Il messaggio è quindi chiaro: i mari e gli oceani sono in gravi condizioni. Tuttavia, la pubblicazione evidenzia anche alcuni segnali positivi. Alcuni stock ittici sono risaliti ai limiti biologici di sicurezza, e il carico di nutrienti è stato ridotto nel Baltico e nel Nord Est Atlantico. L’Europa sta compiendo, inoltre, progressi nell’istituzione di una rete di Aree marine protette, che attualmente coprono il 6% dei suoi mari. Timide note incoraggianti che però non bastano. L’EEA raccomanda un duplice approccio. Da un lato gli Stati devono attuare la Direttiva Marine Strategy in maniera più omogenea e coerente. Dall’altro, sul lungo periodo, le pressioni ambientali sugli ambienti marini diminuiranno solo se l’economia del Vecchio Continente andrà verso modi più sostenibili di vivere, produrre e consumare.
Il dubbio amletico rimane quindi sempre lo stesso: come è possibile trarre pienamente beneficio dal potenziale economico di mari ed oceani, creando crescita e posti di lavoro, senza accrescere la pressione antropica che già pesa su questo fragile ambiente?
Il secondo rapporto citato fa infatti il punto sulla salute dell’ambiente marino a 6 anni dall’adozione della Direttiva quadro “Strategia per l’ambiente marino”, un approccio integrato che al fianco della protezione dell’ambiente cercava di promuoverne un utilizzo sostenibile. E i risultati sono spaventosi.
Lo scopo della legislazione comunitaria era fare in modo che le acque marine dell’UE raggiungessero, entro il 2020, un buon livello di salute ecologica. Inoltre, si prefiggeva di proteggere le risorse dalle quali dipendono le attività socio-economiche legate al mare poiché due quinti della popolazione dell’Unione Europea, ben 206 milioni di persone, vive in un’area balneare e su 28 Paesi 23 hanno una uno sbocco costiero. In base alla Direttiva, gli Stati membri erano chiamati ad elaborare strategie per le loro acque marine da aggiornare ogni 6 anni.
Grazie ai rapporti inviati dai Paesi si può constatare come la maggior parte degli indicatori selezionati per definire lo stato ecologico di mari ed oceani siano in rosso. Nel Mar Mediterraneo e nel Mar Nero, per esempio, l’88% delle riserve ittiche sono minacciate.

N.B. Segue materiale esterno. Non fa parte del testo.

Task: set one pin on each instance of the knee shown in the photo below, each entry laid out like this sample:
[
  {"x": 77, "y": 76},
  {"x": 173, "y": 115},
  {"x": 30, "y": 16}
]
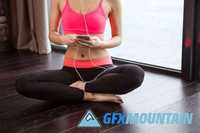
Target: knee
[{"x": 134, "y": 77}]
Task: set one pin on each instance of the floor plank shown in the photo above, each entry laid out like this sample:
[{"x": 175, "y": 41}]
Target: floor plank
[{"x": 19, "y": 114}]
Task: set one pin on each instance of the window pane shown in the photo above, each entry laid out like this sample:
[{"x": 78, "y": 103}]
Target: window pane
[{"x": 152, "y": 32}]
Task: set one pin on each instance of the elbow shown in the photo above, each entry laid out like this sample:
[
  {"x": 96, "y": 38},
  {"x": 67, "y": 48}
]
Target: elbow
[{"x": 119, "y": 42}]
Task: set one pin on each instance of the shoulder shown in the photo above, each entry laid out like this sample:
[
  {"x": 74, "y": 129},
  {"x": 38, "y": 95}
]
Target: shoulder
[
  {"x": 58, "y": 4},
  {"x": 114, "y": 3}
]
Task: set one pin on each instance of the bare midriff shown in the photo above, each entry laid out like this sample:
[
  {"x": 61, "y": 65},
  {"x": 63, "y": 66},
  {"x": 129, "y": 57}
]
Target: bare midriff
[{"x": 83, "y": 56}]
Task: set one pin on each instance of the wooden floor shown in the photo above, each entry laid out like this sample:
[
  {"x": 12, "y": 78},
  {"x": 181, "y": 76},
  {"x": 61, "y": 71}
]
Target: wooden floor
[{"x": 158, "y": 93}]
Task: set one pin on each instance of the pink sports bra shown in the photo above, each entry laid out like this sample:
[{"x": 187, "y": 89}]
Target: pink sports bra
[{"x": 73, "y": 22}]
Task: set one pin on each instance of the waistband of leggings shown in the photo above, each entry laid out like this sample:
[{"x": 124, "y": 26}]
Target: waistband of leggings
[{"x": 68, "y": 62}]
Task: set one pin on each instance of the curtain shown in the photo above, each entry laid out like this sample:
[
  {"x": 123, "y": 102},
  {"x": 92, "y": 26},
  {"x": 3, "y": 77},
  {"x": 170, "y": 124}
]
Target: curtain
[{"x": 29, "y": 22}]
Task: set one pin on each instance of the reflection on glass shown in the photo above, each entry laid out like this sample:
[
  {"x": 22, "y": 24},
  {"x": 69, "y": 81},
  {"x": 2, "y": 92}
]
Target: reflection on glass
[{"x": 152, "y": 32}]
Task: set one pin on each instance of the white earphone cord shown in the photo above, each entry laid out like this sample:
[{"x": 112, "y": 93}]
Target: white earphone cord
[{"x": 89, "y": 52}]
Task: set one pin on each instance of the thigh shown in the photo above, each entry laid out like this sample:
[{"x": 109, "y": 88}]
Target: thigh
[
  {"x": 59, "y": 76},
  {"x": 129, "y": 70}
]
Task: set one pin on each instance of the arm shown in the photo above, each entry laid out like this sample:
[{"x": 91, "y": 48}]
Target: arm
[
  {"x": 115, "y": 22},
  {"x": 54, "y": 35}
]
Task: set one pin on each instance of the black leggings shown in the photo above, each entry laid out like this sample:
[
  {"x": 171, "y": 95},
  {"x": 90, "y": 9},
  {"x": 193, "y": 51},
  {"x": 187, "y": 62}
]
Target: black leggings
[{"x": 53, "y": 85}]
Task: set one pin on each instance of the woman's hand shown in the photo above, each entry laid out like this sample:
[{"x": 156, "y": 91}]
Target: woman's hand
[{"x": 94, "y": 42}]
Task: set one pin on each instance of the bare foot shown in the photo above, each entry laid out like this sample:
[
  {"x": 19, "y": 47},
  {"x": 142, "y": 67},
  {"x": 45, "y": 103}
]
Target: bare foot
[
  {"x": 78, "y": 84},
  {"x": 97, "y": 97}
]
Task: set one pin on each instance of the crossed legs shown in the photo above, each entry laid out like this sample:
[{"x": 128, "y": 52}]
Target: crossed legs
[{"x": 60, "y": 85}]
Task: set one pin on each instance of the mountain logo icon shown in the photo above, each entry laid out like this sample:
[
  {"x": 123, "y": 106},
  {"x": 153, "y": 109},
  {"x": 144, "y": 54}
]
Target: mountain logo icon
[{"x": 89, "y": 120}]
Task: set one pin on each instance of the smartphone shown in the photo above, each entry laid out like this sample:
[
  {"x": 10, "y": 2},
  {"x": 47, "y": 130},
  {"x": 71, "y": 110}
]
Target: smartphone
[{"x": 84, "y": 37}]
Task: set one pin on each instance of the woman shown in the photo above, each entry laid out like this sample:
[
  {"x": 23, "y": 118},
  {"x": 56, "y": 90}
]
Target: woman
[{"x": 88, "y": 72}]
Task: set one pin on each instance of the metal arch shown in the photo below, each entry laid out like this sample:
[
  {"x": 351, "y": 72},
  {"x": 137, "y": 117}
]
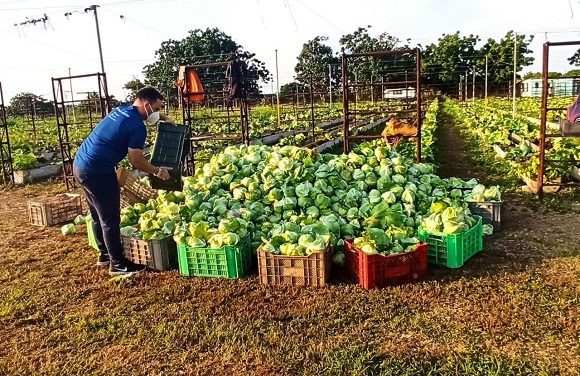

Nonostante, poi, le attività di cattura siano diventate più sostenibili, il miglioramento in questo campo è troppo lento. L’UE dovrà, quindi, fare sforzi supplementari se vuole raggiungere gli obiettivi prefissati entro il 2020. I dati del rapporto sono accompagnati da raccomandazioni per le quattro regioni marine dell’UE e per i Paesi che si affacciano sui mari e sull’Oceano Atlantico. Tuttavia, l’indicazione chiave individuata dall’Esecutivo di Bruxelles è una su tutte: il coordinamento tra gli Stati. Sino ad ora, infatti, la mancanza di sinergia ha costituito un freno al miglioramento della situazione, una cooperazione rafforzata permetterebbe di pervenire ad un buon stato ecologico più facilmente e con meno costi. L’analisi della Commissione UE verrà presentata alla conferenza Healthy Oceans – Productive Ecosystems (Hope) che si terrà a Bruxelles il 3 e 4 marzo.